Vaya chasco que se han llevado quienes han accedido esta mañana a la plataforma escogida por el Consejo para la venta de las sillas de la procesión de clausura del congreso -que no procesión magna, porque hay tantas ya que hasta el término se ha acabado devaluando, pasando a ser hasta un eufemismo-. Conste que el Consejo no tiene la culpa, como tampoco podemos cargarle el muerto de haber tenido la idea de encargar el cartel a un señor que ha causado en un importante sector de la sociedad rechazo al color rojo -y a las chaquetas de terciopelo de igual color-.
Con tan solo un vistazo a las redes sociales encontramos lo que ha supuesto la frenética mitad de la mañana con respecto a su venta. A las doce y media, aproximadamente, ya se habían volado las sillas. Desde las ocho de la mañana refrescando y haciendo cola. Son tantos los comentarios que aquí voy a exponer mi experiencia personal, compartida tristemente por muchos.
A las ocho menos cuarto de la mañana uno accede a Giglon, un portal muy conocido que funciona muy bien para la venta de entradas. Y a la misma hora uno ya está cola. Cierto es, en cola, esperando, pero no sabes cuántas personas tienes antes que tú. Y de pronto te adelantan por todos lados, como cuando en pleno centro de la ciudad uno acude en Semana Santa y hay quien mete el turbo y te da un empujón que te manda de Cuna a Sierpes en menos que tarda en pasar la Corona. Un adelantamiento virtual que ni para un concierto de Taylor Swift, con todo su fandom.
Personas que se conectaban y en veinte minutos tenían ya las entradas adquiridas. Otras, cuatro horas de espera, pero nosotros… ¡por fin accedemos! Y ahí seleccionamos en el desplegable la ubicación, rellenamos todos los datos, y llegamos a la plataforma de pago… ¡para nada! Mejor reír que llorar. Porque nos lleva al principio. Otra vez la “G”, de vete tú a saber qué, dando vueltas. Y uno mirando con cara de lerdo -o con cara de G-, como quien inspecciona una escultura de Oliver Laric.
Vuelta a empezar, y aquello ya es un desmadre similar al de la salida de La Paz el pasado Domingo de Ramos, el primero paso avanzando, el segundo dándose la vuelta, la lluvia de barrio, el de los globos y los coches pasando.
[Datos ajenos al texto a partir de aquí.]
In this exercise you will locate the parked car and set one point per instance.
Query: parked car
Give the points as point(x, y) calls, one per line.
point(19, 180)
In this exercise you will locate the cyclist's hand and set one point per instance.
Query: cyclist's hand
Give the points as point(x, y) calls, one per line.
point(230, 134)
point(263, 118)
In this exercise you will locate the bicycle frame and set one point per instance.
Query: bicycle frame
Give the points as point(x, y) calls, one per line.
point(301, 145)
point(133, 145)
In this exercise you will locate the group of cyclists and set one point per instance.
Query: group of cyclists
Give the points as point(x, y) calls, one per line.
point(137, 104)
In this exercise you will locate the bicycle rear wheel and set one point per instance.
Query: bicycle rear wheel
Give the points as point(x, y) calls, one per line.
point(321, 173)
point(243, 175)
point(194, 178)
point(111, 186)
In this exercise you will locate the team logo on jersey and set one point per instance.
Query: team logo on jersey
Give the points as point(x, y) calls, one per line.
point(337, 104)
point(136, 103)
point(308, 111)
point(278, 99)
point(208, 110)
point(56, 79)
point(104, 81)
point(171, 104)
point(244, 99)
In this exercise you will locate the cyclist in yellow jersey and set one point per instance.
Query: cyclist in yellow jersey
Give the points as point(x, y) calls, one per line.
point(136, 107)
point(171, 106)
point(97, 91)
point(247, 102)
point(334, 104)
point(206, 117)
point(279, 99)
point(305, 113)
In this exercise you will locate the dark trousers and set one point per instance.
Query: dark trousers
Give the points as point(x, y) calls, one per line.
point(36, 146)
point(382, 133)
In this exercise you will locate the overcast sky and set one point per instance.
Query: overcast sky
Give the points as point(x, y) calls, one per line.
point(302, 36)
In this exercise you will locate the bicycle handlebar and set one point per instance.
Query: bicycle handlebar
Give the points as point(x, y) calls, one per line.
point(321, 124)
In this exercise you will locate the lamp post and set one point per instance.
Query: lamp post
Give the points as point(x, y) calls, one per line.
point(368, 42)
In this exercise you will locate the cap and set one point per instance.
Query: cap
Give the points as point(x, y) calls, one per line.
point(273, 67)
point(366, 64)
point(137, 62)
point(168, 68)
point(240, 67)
Todo en uno. En modo digital. Y menos mal. Porque si hubiera pasado en el plano terrenal imaginen a quienes compran la ropa el Viernes de Dolores para lucirla el Domingo y devolverla el lunes con ese barrizal encima.
¡Volvemos a acceder! Y nos aparece, después de una hora, un desplegable con las zonas, pero tristemente solo quedan tres disponibles. Vuelta a introducir datos. Esto es más difícil que conseguir que el palio de la Virgen de la Angustia vaya andando bien. Justo antes de que se abra la ventana para pagar ¡otra vez la G! Dando vueltas, como centrifugando. Esto emula más a una lobotomía que a una página para adquirir tiques. Ryoji Ikeda caería rendido a tal obra de ingeniería informática. ¡Hasta los congresistas teniendo problemas!
Mientras tanto, una búsqueda en Twitter no viene nada mal, porque ahí te das cuenta de que todos los errores que están reportando le han sucedido a uno mismo. Todos perdidos, más que Leticia Sabater en una óptica. Al cabo de una hora, nos vuelve a dejar entrar, y no solamente ofrece la opción de elegir zonas que antes no estaban disponibles, sino que ahora hay un nuevo desplegable -que no había aparecido antes- para que dentro del sector elegido selecciones las sillas exactas. Fernando Alonso habría quedado séptimo u octavo en esta carrera. Seleccionamos rápidamente y llegamos al final, cuando no nos cabe duda de que la página web estará muy bien para adquirir las entradas de un concierto de Falete o de Las Chuches, pero no para este evento, que le ha venido grande.
Entradas adquiridas finalmente. Amigos esperando a las doce y media con la página cargando cuando se enteran por otro lado de que ya se han agotado las entradas. Muchos se quedaron por el camino. Honor a los caídos en una turbulenta mañana que, a pesar de todo, ha sido un fiasco. Más tarde, las declaraciones de Paco Vélez todo orgulloso de lo bien que ha funcionado la web. ¿Ha entrado él a comprarlas? Se lo recomiendo. En 2025 Refik Anadol abrirá Dataland, el primer museo de Inteligencia Artificial. Giglon, ya tienes trabajo.